矢内原氏と伊藤氏が関心を寄せている分野のひとつが「エデュケーション」だ。矢内原氏は以前、イタリアのアート教育であるレッジョ・エメリアを題材にした保育園の立ち上げに携わった際に教育の難しさに直面したという。現在は桑沢デザイン研究所で非常勤講師を務める同氏は、エデュケーションについて感じていることを2人に問いかけた。

まず武部氏は、コミュニケーションラボで研究員に対し実践しているマネジメントのエデュケーションについて「120%ぐらいの能力を引き出せるような無理難題をどんどん投げています。200%は無理かもしれないし、すぐできる80%の課題では面白くない」とその内容を明かした。

さらに「講演をとおして中学生や高校生のポテンシャルの高さに驚くことがある。それを引き出すことが教育上必要」とし、自身の体験談を紹介した。

「授業が終わったあと、ある女の子が『免疫疾患を患っている姉を治したい』と私に打ち明けました。彼女は『変な考え方かもしれないけど』と前置きしたうえで『人食いバクテリアの存在をテレビで知り、これが姉の悪い免疫細胞を食べたら治るのではと思った』と話しました。彼女はこのアイデアを誰にも話せずに苦しんでいました。私は研究者なので、現在ハーバード大学などが最先端でその考えのもと免疫疾患を治療していることを知っていました。そのため、それに気づいた彼女のポテンシャルの高さが医療やお姉さんに役立つことがある、それをもっと発信しなさいと伝えました」

続いて伊藤氏は、武部氏が考案する「医療×他分野」のように、例えば「コミュニケーション×防災」や「コミュニケーション×ジャーナリズム」など、「コミュニケーション」と他分野を掛け合わせることで、世の中に対して価値が最大化できるものは何か考えていると切り出した。

「エデュケーションは、コミュニケーションの一形態だと捉えています。私の時代感覚として、メッセージやコンテンツをジャーナリスティックに伝えるのではなく、『学び』があるように届けると人は振り向いてくれるのでは。現代のメディアコンテンツは消費の対象なのでひとつのサイトに5秒とどまらないこともありますが、学ぶに値すると思ったDVDやセミナーは1時間、1時間半と聞いています。情報に『学び』があるように伝えるか否かに大きな差があると私は思います」

そして同氏は「進化する人工知能に対して人間の知性をアップデートするには、教育コンテンツが不可欠。学びのコンテンツを作ることや、世の中に届けたりすることに関心がある」と、コミュニケーションと「学び」を掛け合わせることによる将来の可能性について話した。
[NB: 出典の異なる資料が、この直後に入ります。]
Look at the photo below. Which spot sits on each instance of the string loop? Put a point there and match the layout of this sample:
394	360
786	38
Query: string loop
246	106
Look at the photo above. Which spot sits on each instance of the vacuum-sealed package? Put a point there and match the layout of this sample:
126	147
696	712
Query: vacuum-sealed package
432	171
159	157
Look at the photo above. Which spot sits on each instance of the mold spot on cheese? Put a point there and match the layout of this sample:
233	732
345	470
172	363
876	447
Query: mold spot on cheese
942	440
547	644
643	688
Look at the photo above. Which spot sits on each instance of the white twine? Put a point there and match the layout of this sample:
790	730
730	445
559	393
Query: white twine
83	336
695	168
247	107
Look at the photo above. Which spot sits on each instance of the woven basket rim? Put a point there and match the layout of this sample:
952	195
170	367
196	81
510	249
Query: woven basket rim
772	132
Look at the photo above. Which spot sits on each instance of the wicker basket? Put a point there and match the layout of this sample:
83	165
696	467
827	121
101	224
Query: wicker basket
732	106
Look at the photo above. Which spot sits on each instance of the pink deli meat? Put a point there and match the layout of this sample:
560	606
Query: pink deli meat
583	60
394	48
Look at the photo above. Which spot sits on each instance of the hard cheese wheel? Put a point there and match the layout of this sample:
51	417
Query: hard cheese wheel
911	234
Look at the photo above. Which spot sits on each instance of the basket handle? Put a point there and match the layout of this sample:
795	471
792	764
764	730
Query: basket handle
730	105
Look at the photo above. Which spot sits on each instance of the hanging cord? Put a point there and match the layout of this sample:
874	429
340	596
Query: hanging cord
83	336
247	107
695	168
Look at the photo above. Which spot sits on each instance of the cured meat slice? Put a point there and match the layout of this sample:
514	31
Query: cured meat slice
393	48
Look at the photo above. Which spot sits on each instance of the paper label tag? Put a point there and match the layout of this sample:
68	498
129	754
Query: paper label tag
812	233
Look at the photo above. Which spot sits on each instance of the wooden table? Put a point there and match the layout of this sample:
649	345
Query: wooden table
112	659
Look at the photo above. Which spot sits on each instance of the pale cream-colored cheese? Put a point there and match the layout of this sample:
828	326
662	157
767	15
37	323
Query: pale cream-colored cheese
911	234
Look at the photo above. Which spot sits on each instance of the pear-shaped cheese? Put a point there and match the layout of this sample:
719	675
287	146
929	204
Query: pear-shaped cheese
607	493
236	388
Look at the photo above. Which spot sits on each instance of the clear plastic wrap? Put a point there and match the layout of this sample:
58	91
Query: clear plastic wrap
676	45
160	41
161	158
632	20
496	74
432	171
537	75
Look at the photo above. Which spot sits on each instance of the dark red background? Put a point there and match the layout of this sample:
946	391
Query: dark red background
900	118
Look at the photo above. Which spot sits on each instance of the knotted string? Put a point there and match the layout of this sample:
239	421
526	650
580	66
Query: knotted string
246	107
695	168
また、会場には矢内原氏と武部氏が共同制作した温度で色が変わるTシャツが展示されていた。38度以上になると色が変わるため、着用した患者が発熱したとき、ひと目でわかるようになる。

熱で色が変わるTシャツ

使用している繊維は、摩擦熱で文字を消せるボールペン「フリクション」の「マイクロカプセル」を応用し開発したものであり、マイクロカプセルは昭和50年にパイロット社が特許を取得している。伊藤氏は、このTシャツの例を足掛かりに、情報の伝え方について言及した。

「影響力の大きい知見をアカデミックは発見しているのに、まったく到達していないことがあります。3、40年前からあった技術が到達するまで時間を要したのは繊維の世界だけではありません。環境問題は30年ほど前から問題になっていましたが、今ようやく関心が広まり、大量消費だけではいけないという風潮がでてきました。そのように、学会で発見されていても、本当の意味では翻訳されていないことはたくさんあります。それらをメディアコンテンツとしてだけではなく、エデュケーショナルなコンテンツとして広く届けることで、情報の流通が変わるように思っています」

トーク後の話者3名と娘

編集後記

ファッション、医療、広告領域のプロフェッショナルである話者3名は、これまで常識とされてきた分野の課題解決へ向け、あらゆるアイデアを形にしてきた。トーク中にも話者それぞれから新しいアイデアが次々と飛び出す。その姿からは、課題の本質と実直に向き合いつつ、楽しみながら解決を目指す柔軟性がうかがい知れた。

また、実際の会話だけでなく、デザインやクリエイティブをコミュニケーションとしてとらえたとき、見た目の格好良さだけはない「受け取り手に何が伝わるか」を考えることの重要さをあらためて実感した。これにより、発信者のアプローチ方法は大きく異なるだろう。一人ひとりが専門とする分野を飛び越え、さらに何ができるのか。すでに完成した分野が新たな可能性を広げるヒントが詰まっていた。